What is the GIL (Global Interpreter Lock), and why does it exist?

Detailed Answer

What the GIL actually locks

CPython's memory management relies on reference counting: every object tracks how many references point to it, and is freed when that count hits zero. Incrementing/decrementing a refcount from multiple threads simultaneously, without synchronization, is a data race that could corrupt an object's refcount (leading to premature frees or memory leaks). The GIL solves this crudely but effectively: only one thread runs Python bytecode at a time, so refcount updates are never actually concurrent.

import threading

counter = 0

def increment():
    global counter
    for _ in range(1_000_000):
        counter += 1

threads = [threading.Thread(target=increment) for _ in range(4)]
[t.start() for t in threads]
[t.join() for t in threads]
print(counter)   # 4,000,000 -- correct, thanks to the GIL serializing bytecode execution

Without the GIL (or equivalent fine-grained locking), this kind of shared counter update from multiple threads would risk lost updates.

Why "more threads" doesn't mean "more CPU throughput"

def cpu_bound(n):
    return sum(i * i for i in range(n))

# Running cpu_bound() on 4 threads doesn't run 4x faster --
# only one thread executes Python bytecode at any instant, GIL or not.

For CPU-bound pure-Python work, threads provide concurrency (multiple things making progress, interleaved) but not parallelism (multiple things running simultaneously on separate cores) — the GIL serializes bytecode execution regardless of how many OS threads and CPU cores exist.

Why threading still helps for I/O-bound work

import time

def slow_io():
    time.sleep(1)   # releases the GIL while "blocked"

Blocking operations that call into C (file/network I/O, time.sleep, many library calls) release the GIL while waiting, letting other Python threads run bytecode in the meantime. This is why threading/concurrent.futures.ThreadPoolExecutor genuinely speed up I/O-bound workloads (e.g., many concurrent HTTP requests) even though the GIL exists — the bottleneck (waiting on the network) isn't CPU work at all.

The real workaround for CPU-bound parallelism: separate processes

Since the GIL is per-interpreter process, multiprocessing sidesteps it entirely by running separate Python processes, each with its own GIL, achieving true multi-core parallelism for CPU-bound work at the cost of inter-process communication overhead (data must be pickled/copied between processes, not shared directly).

PEP 703: free-threaded (no-GIL) Python

Starting with Python 3.13, an experimental free-threaded build (python3.13t) removes the GIL, using more fine-grained locking instead — aiming to give real multi-core parallelism to threaded Python code.
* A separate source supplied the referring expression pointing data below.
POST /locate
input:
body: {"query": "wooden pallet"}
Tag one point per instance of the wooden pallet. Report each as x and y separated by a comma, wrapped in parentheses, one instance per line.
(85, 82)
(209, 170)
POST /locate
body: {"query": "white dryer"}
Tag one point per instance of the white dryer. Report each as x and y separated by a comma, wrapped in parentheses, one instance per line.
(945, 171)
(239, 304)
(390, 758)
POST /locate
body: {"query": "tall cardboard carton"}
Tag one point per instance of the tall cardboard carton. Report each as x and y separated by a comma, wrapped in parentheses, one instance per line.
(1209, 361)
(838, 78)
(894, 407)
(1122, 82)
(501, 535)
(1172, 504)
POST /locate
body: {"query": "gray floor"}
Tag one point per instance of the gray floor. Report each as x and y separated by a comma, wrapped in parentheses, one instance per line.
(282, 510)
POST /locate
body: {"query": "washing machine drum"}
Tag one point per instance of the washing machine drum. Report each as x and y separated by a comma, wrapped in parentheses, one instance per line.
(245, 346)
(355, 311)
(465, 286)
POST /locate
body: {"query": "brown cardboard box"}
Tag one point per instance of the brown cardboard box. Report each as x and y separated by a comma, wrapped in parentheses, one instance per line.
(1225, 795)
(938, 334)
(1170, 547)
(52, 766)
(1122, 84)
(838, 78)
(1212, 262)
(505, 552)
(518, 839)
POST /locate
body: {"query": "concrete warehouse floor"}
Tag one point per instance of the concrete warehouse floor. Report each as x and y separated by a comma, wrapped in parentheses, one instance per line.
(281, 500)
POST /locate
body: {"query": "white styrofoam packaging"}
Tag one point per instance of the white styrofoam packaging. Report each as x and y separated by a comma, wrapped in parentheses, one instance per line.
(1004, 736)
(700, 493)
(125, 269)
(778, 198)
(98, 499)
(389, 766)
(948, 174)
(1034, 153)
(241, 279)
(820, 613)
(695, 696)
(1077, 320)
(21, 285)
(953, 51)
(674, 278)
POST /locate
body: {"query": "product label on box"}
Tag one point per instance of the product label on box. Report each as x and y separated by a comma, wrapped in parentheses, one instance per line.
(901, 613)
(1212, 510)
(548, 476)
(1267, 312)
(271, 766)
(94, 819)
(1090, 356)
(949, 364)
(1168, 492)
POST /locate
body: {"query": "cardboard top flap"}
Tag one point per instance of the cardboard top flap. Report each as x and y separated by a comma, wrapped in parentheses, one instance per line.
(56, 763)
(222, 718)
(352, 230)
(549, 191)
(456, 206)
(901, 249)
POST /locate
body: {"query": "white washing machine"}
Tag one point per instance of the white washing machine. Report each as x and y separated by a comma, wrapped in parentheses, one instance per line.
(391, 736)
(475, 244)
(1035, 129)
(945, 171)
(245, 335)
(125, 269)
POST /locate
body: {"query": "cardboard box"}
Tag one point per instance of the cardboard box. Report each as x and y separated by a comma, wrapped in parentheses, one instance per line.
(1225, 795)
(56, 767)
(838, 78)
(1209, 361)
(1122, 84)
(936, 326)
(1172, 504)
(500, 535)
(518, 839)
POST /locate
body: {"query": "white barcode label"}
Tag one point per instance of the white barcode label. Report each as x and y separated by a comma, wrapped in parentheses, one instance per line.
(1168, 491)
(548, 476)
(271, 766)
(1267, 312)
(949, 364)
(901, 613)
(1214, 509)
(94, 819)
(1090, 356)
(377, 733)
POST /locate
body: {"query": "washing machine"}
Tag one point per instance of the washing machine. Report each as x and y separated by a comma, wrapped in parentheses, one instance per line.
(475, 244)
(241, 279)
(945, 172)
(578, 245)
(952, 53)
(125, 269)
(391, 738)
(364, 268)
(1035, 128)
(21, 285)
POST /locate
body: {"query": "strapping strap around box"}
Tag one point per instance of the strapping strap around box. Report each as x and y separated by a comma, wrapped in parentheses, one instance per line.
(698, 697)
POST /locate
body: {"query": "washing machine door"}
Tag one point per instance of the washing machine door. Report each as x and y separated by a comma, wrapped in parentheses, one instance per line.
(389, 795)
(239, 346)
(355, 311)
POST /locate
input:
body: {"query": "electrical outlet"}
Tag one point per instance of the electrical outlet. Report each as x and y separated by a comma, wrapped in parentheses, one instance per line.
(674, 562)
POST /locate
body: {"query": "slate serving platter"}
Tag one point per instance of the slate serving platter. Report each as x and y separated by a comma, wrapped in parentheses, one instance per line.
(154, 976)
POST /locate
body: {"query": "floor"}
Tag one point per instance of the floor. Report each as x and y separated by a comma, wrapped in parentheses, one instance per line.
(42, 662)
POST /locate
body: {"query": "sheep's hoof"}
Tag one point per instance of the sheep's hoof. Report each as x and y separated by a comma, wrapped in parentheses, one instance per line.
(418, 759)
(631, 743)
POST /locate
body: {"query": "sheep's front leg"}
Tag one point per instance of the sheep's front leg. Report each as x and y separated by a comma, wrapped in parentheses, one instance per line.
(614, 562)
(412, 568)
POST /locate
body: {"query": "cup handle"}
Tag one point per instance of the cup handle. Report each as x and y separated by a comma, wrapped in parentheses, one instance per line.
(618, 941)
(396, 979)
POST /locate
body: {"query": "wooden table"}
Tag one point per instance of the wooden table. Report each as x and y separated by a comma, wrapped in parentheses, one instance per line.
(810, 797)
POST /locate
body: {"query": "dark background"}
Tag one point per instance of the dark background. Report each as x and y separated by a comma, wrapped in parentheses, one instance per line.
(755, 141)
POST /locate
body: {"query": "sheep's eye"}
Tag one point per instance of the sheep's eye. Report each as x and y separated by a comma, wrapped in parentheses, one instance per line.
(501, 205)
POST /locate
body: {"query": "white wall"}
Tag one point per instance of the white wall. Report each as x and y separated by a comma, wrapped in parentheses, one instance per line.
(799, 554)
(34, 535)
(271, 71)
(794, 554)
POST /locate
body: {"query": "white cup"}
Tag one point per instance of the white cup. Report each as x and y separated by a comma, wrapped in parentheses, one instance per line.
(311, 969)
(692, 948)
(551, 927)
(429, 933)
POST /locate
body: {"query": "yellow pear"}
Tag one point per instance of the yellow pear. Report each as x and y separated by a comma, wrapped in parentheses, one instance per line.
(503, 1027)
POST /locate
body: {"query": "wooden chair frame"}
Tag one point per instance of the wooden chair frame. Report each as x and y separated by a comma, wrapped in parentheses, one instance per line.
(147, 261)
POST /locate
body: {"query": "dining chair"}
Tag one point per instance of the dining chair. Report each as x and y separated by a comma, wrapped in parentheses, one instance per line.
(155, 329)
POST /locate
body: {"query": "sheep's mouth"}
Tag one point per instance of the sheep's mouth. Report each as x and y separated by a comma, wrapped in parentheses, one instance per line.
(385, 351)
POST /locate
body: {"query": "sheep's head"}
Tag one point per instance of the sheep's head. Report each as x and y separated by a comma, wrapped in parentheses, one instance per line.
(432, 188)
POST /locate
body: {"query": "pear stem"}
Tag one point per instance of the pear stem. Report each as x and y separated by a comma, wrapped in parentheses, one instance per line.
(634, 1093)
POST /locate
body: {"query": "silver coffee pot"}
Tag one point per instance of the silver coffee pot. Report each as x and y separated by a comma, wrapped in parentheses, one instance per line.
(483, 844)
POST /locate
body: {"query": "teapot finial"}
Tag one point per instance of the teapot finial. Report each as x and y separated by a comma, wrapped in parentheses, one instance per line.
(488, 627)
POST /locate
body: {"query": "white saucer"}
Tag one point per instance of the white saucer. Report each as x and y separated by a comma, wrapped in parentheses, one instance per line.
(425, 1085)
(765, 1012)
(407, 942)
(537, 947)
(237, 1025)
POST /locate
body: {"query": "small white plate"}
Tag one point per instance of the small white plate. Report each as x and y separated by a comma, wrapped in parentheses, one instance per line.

As of this writing it's still opt-in and the ecosystem (C extensions especially) is still adapting; the standard GIL-enabled build remains the default.

Interview-ready summary: The GIL is CPython's mutex ensuring only one thread executes Python bytecode at a time, needed because refcount-based memory management isn't otherwise thread-safe. It doesn't prevent threading from helping I/O-bound work (the GIL is released during blocking calls), but it does prevent threads from speeding up CPU-bound pure-Python code — for that, use multiprocessing, or Python 3.13+'s experimental free-threaded build.